2.6 The position of a not co-insured liable third party in the project
570/2023

2.6 The position of a not co-insured liable third party in the project

It may be that the third party liable for the damage to the assured’s economic interest is not part of the co-insurance arrangement. An example is the Ocean Victory case where the owner and bare-boat charterer were jointly assured, but where the directly liable party was a sub-charterer that was not co-insured. The bare-boat charterer was liable for the breach of the safe port warranty against the owner, the time charterer was liable against the bare-boat charterer and the sub-charterer was liable against the time-charterer. Similarly, in a building project the builder and main-contractor may be assured/co-insured, but fire is caused by a not co-insured sub-contractor. The sub-contractor is liable for breach of contract against the contractor, who is similarly liable against the owner. The question then is whether the fact that the insurers are prevented from claiming recourse against the assured(s) and the co-assured(s) will prevent them from pursuing a subrogated claim against this third party.

The starting point according to the tort act § 4-3 cf. § 4-2 for a professional tort feasor and NP § 5-13 is as mentioned that an insurer having paid compensation under a casualty insurance contract may claim subrogation from the liable third party. A complicating factor is however that the right of subrogation is tied to the relationship between the liable party and the injured party (tort act § 4-3 cf. § 4-2) or a claim from the “assured” against a third party (NP Cl. 5-13). In a case where the insurer has covered loss of the owner’s economic interest, but the subrogation claim against the co-insured who is liable against the owner is barred, the subrogated claim must be raised against a not co-insured party further down the contractual chain who is liable for the damage against his contractual partner, but not against the owner.

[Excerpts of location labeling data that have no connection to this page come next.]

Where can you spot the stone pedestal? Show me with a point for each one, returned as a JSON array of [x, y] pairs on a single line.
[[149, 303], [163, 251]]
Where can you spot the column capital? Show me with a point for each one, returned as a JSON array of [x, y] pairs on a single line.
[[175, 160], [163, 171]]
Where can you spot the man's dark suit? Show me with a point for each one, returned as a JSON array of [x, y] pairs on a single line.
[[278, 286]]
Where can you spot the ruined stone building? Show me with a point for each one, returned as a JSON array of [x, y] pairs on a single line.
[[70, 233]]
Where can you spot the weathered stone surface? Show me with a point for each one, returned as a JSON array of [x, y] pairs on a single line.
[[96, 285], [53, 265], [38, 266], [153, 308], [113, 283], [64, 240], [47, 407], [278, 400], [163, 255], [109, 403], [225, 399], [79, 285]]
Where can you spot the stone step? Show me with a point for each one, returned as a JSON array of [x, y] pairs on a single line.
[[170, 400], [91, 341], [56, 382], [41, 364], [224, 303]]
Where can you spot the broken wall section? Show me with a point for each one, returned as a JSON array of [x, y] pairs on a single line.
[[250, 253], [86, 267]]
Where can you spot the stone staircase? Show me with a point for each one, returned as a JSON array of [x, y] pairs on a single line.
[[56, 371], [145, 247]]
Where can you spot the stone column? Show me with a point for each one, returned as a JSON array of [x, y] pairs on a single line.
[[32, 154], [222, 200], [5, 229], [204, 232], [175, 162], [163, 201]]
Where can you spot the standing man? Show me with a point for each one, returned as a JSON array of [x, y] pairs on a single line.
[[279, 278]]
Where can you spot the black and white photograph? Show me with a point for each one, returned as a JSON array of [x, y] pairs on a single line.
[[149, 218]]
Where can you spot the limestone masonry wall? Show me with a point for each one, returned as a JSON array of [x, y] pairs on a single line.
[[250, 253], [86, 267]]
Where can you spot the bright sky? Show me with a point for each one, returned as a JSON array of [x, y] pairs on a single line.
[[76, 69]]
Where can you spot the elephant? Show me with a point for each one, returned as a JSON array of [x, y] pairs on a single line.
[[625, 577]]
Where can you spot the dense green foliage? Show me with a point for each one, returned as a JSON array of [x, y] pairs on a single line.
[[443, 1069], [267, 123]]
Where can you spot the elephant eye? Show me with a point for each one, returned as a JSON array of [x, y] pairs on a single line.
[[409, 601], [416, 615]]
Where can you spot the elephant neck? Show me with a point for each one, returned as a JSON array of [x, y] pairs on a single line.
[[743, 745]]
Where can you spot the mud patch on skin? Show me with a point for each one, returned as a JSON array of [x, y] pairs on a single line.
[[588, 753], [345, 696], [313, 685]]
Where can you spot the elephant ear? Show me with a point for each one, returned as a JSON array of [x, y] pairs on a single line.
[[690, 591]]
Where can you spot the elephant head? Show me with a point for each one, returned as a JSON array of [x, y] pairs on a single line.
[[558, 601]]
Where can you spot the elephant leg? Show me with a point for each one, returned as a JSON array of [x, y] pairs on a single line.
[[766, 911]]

However, the wording in NP Cl. 5-13 may be reconciled to this situation; It may be argued that the insurer in this case first has covered the assured’s loss of his economic interest in the vessel, and thereafter compensated the co-insured bare-boat charter for his liability for this loss through waiver of subrogation. The insurer then is “subrogated to the rights of the assured against the third party concerned”, i.e. subrogated to the co-insured’s right against the third party concerned. It is clear that the co-insured qualifies as “assured” under the policy, and this assured “has a claim against a third party” – namely the charterer, who in turn may claim from the sub-charterer.(1) For UK marine insurance, this issue is governed by MIA sec. 79.

It is less natural to say that a co-insured contractor who is protected against this liability against the builder gets the status as injured party according to tort act § 4-3 cf. § 4-2 and thereby opens the door for a subrogated claim against the not co-insured liable contractor. This requires a shift from being a liable party to an injured party due to the waiver of subrogation and is conceptually difficult.

On the other hand, the general principle according to the Norwegian Supreme Court is as mentioned that a party that has covered another's party's obligation, normally and as a starting point, has a valid recourse action, and that a limitation of such recourse action requires specific legal basis.(2) Rt. 1997 p. 1029 (at p. 1036). The Supreme Court here refers to court cases permitting recourse from insurer B against another insurer A being liable for loss paid by B,(3)Rt. 1986 p. 381and Rt. 1993 p. 1018. and the recourse claim in the case where the statement is given concerned a payment from the insurer that the insurer denied liability for. These situations are therefore not directly comparable to the issue at hand, although it could be argued that the casualty insurer as indirect liability insurer for the co-insured liable party is covering the liability of the not co-insured sub-contractor. It could also be argued that it is a case of joint and several liability between the casualty insurer and the sub-contractor for the co-insured’s liability, which should be solved through an analogy from the tort act § 5-3 regulating the situation when more than one party are liable for the same damage.(4) Wilhelmsen 2019 p. 19. The rule here is that the liability between the jointly liable parties should be divided according to the degree of fault and other relevant circumstances, where i.a. causation is a relevant issue.(5) Wilhelmsen 2019 p. 19, Hagstrøm/Stenvik 2014, p. 537; Trine-Lise Wilhelmsen and Birgitte Hagland, Om erstatningsrett, 2017, p. 374. It appears to be an open question which of these legal routes one should apply as a legal basis for subrogation in such cases.